Call: head = insertAtTop(head, value);

node* insertAtLast(node* head, int value){
    node* original_head = head;
    while(head->next!=NULL){
        head=head->next;
    }
    node*temp=new node();
    temp->data=value;
    temp->next=NULL;
    head->next=temp;
    return original_head;
}

Call: head = insertAtLast(head, value);

Answer 2

You don't have to use a double pointer. See the code below:

node* front(int n, node* head)
{
    node *tmp = new node;
    tmp -> data = n;
    tmp -> next = head;
    head = tmp;
    return head;
}

Answer 3

With a double pointer, you’re passing a pointer to a pointer. When you have a single pointer, dereferencing it gives you the value of the variable. With a double pointer, dereferencing gives you the address of the variable in memory. When you’re adding the node to the front of the list, you’re taking the node you’ve already created for the head node and passing in the address of the pointer to it. And the reason you have to do this for adding to the head of the linked list specifically is that you already have a reference somewhere in memory to the head of the list since a linked list struct is defined as having a head node originally pointing at null and subsequent additions to the front of the list are going to change where to look for the start of that linked list.

Answer 4

There is a double pointer in both. Look at these two analogous lines from the two functions:

*head=temp;  // from insertAtTop

head->next=temp; // from insertAtLast

Note that head->next = temp can be equivalently written as (*head).next = temp.
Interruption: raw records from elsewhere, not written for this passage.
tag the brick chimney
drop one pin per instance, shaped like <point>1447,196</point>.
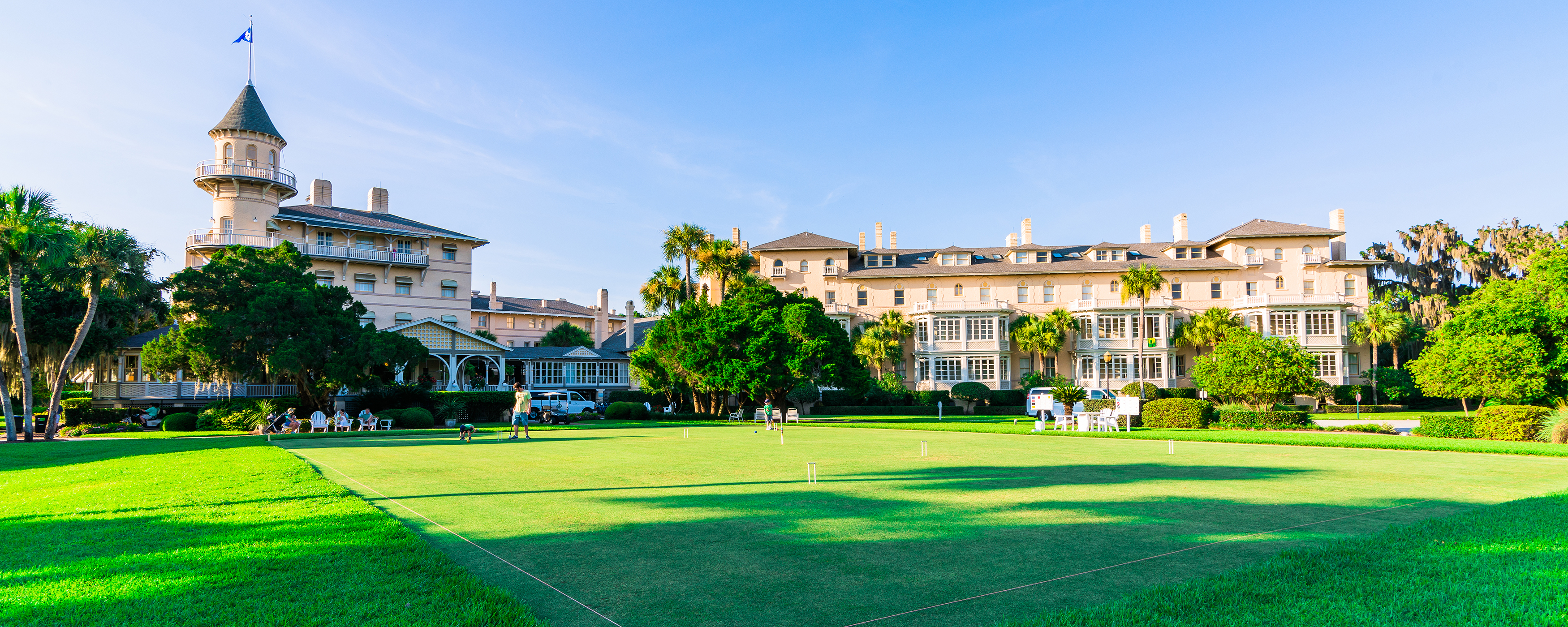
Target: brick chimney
<point>322,193</point>
<point>601,319</point>
<point>1336,247</point>
<point>379,201</point>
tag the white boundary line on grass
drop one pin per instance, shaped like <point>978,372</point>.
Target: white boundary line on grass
<point>1178,551</point>
<point>455,533</point>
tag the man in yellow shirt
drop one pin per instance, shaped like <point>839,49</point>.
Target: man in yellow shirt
<point>520,411</point>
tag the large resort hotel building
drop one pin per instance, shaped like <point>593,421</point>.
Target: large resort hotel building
<point>1283,279</point>
<point>413,278</point>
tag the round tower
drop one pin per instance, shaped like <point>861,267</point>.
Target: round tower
<point>245,178</point>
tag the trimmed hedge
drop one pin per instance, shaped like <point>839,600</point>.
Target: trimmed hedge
<point>1348,394</point>
<point>1365,408</point>
<point>1178,413</point>
<point>880,410</point>
<point>1145,391</point>
<point>1446,425</point>
<point>626,411</point>
<point>1511,422</point>
<point>1260,421</point>
<point>179,422</point>
<point>416,419</point>
<point>90,416</point>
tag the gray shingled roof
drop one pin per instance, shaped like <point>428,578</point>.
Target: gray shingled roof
<point>617,341</point>
<point>142,339</point>
<point>805,240</point>
<point>357,220</point>
<point>559,353</point>
<point>1269,228</point>
<point>512,305</point>
<point>247,113</point>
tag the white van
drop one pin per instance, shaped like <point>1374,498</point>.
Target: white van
<point>1037,397</point>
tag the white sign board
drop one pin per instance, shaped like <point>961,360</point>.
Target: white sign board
<point>1128,405</point>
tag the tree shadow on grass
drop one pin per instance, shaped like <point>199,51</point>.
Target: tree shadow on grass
<point>824,558</point>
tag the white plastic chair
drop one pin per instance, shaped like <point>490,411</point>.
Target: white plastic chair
<point>317,421</point>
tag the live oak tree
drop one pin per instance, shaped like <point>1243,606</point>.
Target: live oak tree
<point>253,313</point>
<point>1257,370</point>
<point>759,342</point>
<point>1509,339</point>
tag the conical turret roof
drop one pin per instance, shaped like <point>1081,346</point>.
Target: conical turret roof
<point>247,113</point>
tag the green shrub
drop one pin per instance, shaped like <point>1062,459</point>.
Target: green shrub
<point>416,419</point>
<point>1511,422</point>
<point>90,416</point>
<point>1145,391</point>
<point>1348,394</point>
<point>1446,425</point>
<point>1178,413</point>
<point>179,422</point>
<point>1260,421</point>
<point>1365,408</point>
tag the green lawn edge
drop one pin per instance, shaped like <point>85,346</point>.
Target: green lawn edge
<point>1267,438</point>
<point>1503,565</point>
<point>207,532</point>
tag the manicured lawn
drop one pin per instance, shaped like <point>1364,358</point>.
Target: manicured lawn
<point>214,532</point>
<point>1277,438</point>
<point>719,529</point>
<point>1493,567</point>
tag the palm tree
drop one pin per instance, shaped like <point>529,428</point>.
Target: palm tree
<point>664,291</point>
<point>724,261</point>
<point>1035,336</point>
<point>103,259</point>
<point>32,236</point>
<point>1379,326</point>
<point>1206,330</point>
<point>1142,281</point>
<point>874,345</point>
<point>683,242</point>
<point>1064,323</point>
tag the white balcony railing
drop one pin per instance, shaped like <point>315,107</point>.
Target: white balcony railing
<point>357,253</point>
<point>1267,300</point>
<point>228,168</point>
<point>1116,303</point>
<point>962,306</point>
<point>187,389</point>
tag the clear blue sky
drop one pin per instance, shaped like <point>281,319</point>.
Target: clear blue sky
<point>570,134</point>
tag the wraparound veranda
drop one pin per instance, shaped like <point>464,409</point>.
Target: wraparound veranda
<point>717,526</point>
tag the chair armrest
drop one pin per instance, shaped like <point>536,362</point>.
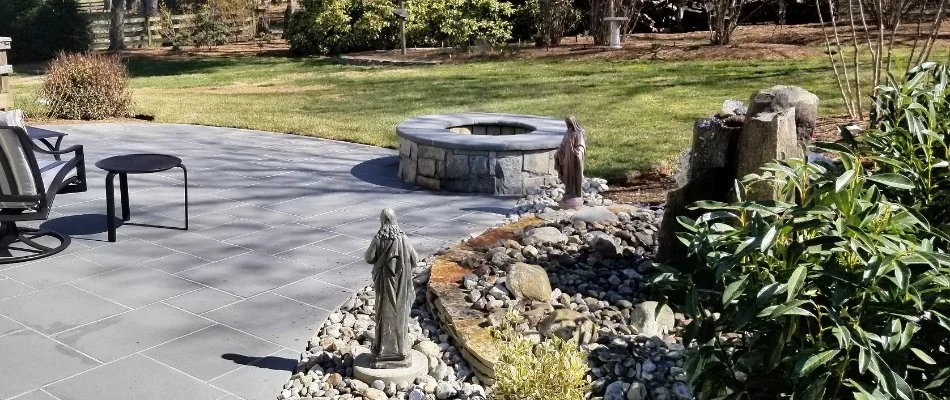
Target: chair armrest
<point>77,148</point>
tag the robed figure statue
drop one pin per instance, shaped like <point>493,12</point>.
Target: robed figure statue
<point>569,163</point>
<point>393,258</point>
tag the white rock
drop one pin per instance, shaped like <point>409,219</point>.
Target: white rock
<point>428,348</point>
<point>444,391</point>
<point>416,394</point>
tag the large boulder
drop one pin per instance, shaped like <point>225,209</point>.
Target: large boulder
<point>528,282</point>
<point>780,99</point>
<point>592,215</point>
<point>568,324</point>
<point>651,319</point>
<point>607,245</point>
<point>546,235</point>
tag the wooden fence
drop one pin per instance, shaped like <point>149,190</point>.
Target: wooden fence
<point>93,5</point>
<point>141,32</point>
<point>6,98</point>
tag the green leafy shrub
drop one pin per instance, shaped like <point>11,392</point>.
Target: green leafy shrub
<point>832,291</point>
<point>553,369</point>
<point>910,136</point>
<point>340,26</point>
<point>86,86</point>
<point>42,28</point>
<point>551,19</point>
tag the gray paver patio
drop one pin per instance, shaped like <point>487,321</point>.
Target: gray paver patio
<point>221,311</point>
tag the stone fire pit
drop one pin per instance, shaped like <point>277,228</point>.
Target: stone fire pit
<point>504,154</point>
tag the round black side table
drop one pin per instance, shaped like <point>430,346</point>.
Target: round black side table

There is a "double pointer" there: head is a pointer to a structure, and that structure contains a pointer next. Basically these two pictures:

Diagram for *head = temp:

head --> [ *--]---> old_head
            ^
            `-- temp is stored here, replacing the old_head

Diagram for head->next = temp, or (*head).next = temp. For the sake of example, the node structure is represented as three memory cells, the third of which is the next field. The exact memory details depend on your compiler and how you defined the structure!

head  --> [    ]
          [    ] 
          [ *--]--> old_next
             ^
             `-- temp is stored here, replacing old_next

Basically, the only difference is that you we have a structure instead of a just a single pointer object.

In both cases, a pointer is being updated to refer to the newly inserted node. In the insertAtTop case, we have to replace that very pointer which represents the list itself. We are representing a list object as a pointer to the first node. If the list is changed so that it has a different first node, that pointer has to change. When inserting elsewhere in the list, we must update the previous node's next pointer to point to the new node, so we assign to (*head).next.

We could rewrite insertAtLast to use insertAtTop as a subroutine:

node* insertAtLast(node* head, int value){
    /* find the insertion point */
    node* original_head = head;
    while(head->next!=NULL){
        head=head->next;
    }
    /* now treat that as the head */
    (void) insertAtTop(&head->next, value);
    return original_head;
}

If you trace what happens in the call to insertAtHead, you will find that it does exactly the same thing as the code which we replaced. We took out this code:

    node* new_node=new node();
    new_node->data=value;
    new_node->next=NULL;
    h->next=new_node;

But that's almost the same as the body of insertAtHead which is this:

   node* temp=new node();
   temp->data=value;
   temp->next=*head;
   *head=temp;

We pass the value of the expression &h->next as the head parameter. So temp->next = *head is really temp->next = *&h->next where the *& cancel out, leaving temp->next = h->next. But we know that h->next is NULL: our while loop has ensured that. So this is temp->next = NULL, effectively. And of course *head = temp is the same as *(&h->next) = temp, which is h->next = temp.